While the drug tamoxifen reduces the risk of developing breast cancer and prevents recurrence, the side-effects cause many women to discontinue their treatment.

A study involving researchers at Karolinska Institutet in Stockholm has now found that a much lower dose than the standard produces a good effect with fewer adverse reactions in women who have yet to enter the menopause.

The study, which has been published in the Journal of Clinical Oncology, can play a significant role in the treatment of cancer.

The anti-hormone drug tamoxifen has been used for over 40 years to reduce the risk of relapse in women who have been treated for hormone-related breast cancer.

It is also approved as a prophylactic for women with an inherited higher risk of breast cancer.

Women with dense breasts, which is to say breasts with relatively high amounts of firbroglandular tissue to fat tissue, run a four to six-times higher risk of developing breast cancer.

Both dense breast tissue and tumours appear white in mammograms, which makes cancer difficult to detect.

Tamoxifen reduces the mammographic density of the breast.

Despite the fact that tamoxifen reduces the risk of breast cancer by up to 40 per cent, it is used relatively infrequently as a prophylactic for healthy women with an increased risk of the disease.

Almost half of the women who take tamoxifen to prevent recurrence after a lumpectomy discontinue treatment prematurely due to a number of known adverse reactions, including menopausal like symptoms such as flushes, sweats, insomnia and various gynaecological problems.

Radiologists, oncologists and researchers at Stockholm Sodersjukhuset Breast Centre, Lund University and Karolinska Institutet have examined the effect of tamoxifen on breast density at a lower dose than the standard 20 mg.

The Karisma study started in 2016 and monitored 1,440 women between the ages of 40 and 74 for just under three years.

The women were randomly assigned to six groups of 240, five experimental groups that received a particular dose of tamoxifen (1 2.5, 5, 10 or 20 mg) plus a placebo group.

Before and after the six-month treatment, their mammographic breast density was compared.

The women were also asked to report any side effects on a specially designed app.

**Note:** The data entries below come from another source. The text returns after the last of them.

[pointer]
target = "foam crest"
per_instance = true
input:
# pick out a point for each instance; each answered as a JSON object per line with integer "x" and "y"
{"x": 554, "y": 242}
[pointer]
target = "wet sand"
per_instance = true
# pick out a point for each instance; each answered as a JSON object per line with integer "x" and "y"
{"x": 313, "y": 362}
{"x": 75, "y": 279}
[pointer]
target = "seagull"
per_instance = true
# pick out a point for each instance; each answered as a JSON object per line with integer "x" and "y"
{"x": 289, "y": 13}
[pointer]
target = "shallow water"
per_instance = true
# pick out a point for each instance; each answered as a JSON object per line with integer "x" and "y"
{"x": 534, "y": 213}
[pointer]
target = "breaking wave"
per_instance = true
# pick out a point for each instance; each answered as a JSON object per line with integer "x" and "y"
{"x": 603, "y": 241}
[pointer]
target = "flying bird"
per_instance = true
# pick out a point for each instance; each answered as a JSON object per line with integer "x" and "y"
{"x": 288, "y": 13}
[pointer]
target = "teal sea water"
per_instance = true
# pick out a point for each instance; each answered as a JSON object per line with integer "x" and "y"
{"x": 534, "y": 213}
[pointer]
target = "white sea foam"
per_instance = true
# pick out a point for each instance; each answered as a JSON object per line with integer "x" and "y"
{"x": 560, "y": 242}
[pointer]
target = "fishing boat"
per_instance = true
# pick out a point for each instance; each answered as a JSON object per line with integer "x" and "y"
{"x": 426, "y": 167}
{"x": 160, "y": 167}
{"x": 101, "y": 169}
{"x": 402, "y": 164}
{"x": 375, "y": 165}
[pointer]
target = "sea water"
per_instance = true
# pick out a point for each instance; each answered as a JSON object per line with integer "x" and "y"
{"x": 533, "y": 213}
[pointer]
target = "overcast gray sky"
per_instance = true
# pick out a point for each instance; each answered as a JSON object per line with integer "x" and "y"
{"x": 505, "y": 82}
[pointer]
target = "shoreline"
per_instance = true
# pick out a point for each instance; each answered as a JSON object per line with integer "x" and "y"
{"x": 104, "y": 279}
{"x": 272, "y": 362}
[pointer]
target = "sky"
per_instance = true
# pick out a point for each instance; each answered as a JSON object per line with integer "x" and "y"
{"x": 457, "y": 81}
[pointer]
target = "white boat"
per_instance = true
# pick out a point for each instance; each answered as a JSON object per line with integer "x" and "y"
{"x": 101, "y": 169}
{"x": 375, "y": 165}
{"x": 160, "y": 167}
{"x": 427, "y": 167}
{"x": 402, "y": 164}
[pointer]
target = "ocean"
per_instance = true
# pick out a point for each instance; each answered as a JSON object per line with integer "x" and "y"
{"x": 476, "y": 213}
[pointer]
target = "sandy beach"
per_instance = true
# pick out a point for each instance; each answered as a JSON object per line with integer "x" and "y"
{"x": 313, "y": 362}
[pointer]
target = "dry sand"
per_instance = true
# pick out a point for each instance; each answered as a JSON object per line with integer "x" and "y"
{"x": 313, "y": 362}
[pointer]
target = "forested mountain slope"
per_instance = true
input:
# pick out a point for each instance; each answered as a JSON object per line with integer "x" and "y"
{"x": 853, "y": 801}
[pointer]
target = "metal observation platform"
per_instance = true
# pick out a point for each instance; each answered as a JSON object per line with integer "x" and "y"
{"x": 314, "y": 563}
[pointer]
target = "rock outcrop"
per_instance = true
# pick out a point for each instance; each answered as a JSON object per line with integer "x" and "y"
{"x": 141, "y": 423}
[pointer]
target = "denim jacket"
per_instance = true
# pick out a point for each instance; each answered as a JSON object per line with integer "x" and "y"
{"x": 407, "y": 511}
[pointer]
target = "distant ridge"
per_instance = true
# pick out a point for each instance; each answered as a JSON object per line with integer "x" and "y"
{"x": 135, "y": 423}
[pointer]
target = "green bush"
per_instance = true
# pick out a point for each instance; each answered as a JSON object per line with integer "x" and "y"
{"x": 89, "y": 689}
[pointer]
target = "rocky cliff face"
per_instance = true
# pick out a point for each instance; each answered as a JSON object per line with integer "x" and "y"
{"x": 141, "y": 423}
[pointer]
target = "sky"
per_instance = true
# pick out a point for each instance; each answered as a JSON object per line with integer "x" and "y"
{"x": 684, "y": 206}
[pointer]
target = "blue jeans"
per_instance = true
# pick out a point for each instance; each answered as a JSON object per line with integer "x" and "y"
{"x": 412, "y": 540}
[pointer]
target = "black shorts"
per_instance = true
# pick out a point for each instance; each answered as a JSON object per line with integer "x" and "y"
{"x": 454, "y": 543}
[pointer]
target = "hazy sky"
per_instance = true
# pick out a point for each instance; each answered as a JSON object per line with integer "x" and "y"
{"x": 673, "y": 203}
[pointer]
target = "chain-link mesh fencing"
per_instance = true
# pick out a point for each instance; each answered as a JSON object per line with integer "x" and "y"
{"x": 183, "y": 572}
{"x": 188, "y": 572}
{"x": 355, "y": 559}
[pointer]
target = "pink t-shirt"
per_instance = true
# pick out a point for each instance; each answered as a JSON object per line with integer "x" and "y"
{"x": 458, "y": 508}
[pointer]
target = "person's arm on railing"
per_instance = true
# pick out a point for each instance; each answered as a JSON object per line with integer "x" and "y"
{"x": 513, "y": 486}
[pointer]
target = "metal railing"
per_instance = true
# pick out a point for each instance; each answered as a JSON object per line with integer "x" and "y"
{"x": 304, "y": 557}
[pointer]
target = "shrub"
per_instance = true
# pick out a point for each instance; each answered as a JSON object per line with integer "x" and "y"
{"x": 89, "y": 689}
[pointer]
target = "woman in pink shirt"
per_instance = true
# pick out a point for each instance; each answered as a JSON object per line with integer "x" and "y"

"Tamoxifen has been shown to reduce mammographic density in women and could be viewed as a proxy for therapy reponse," says principal investigator Professor Per Hall at the Department of Medical Epidemiology and Biostatistics, Karolinska Institutet.

"The established tamoxifen dose is 20 mg, but it turned out that 2.5, 5 and 10 mg reduced the density just as much as 20 mg. At the same time, the adverse reactions reported by the 2.5 mg group were reduced by 50 per cent compared to women who received the 20 mg dose."

The next step for the researchers is to interrogate whether 2.5 mg tamoxifen also reduces the risk of developing breast cancer and can therefore be used to prevent both a first occurrence and recurrence.

"Such a dose-reduction could potentially increase the number of patients who complete their treatment," he says.

There are currently hardly any preventative strategies for reducing breast cancer with the exception for a small group of women with an inherited increased risk. Per Hall welcomes more work on prophylactic treatments:

"One of the problems is that there is no acceptable medication. Another is that there is no effective method of identifying women at a high risk of breast cancer. At present, we're engaged in a project in which we use AI, Artificial Intelligence, to examine mammographic images to find changes that identify women who will develop breast cancer."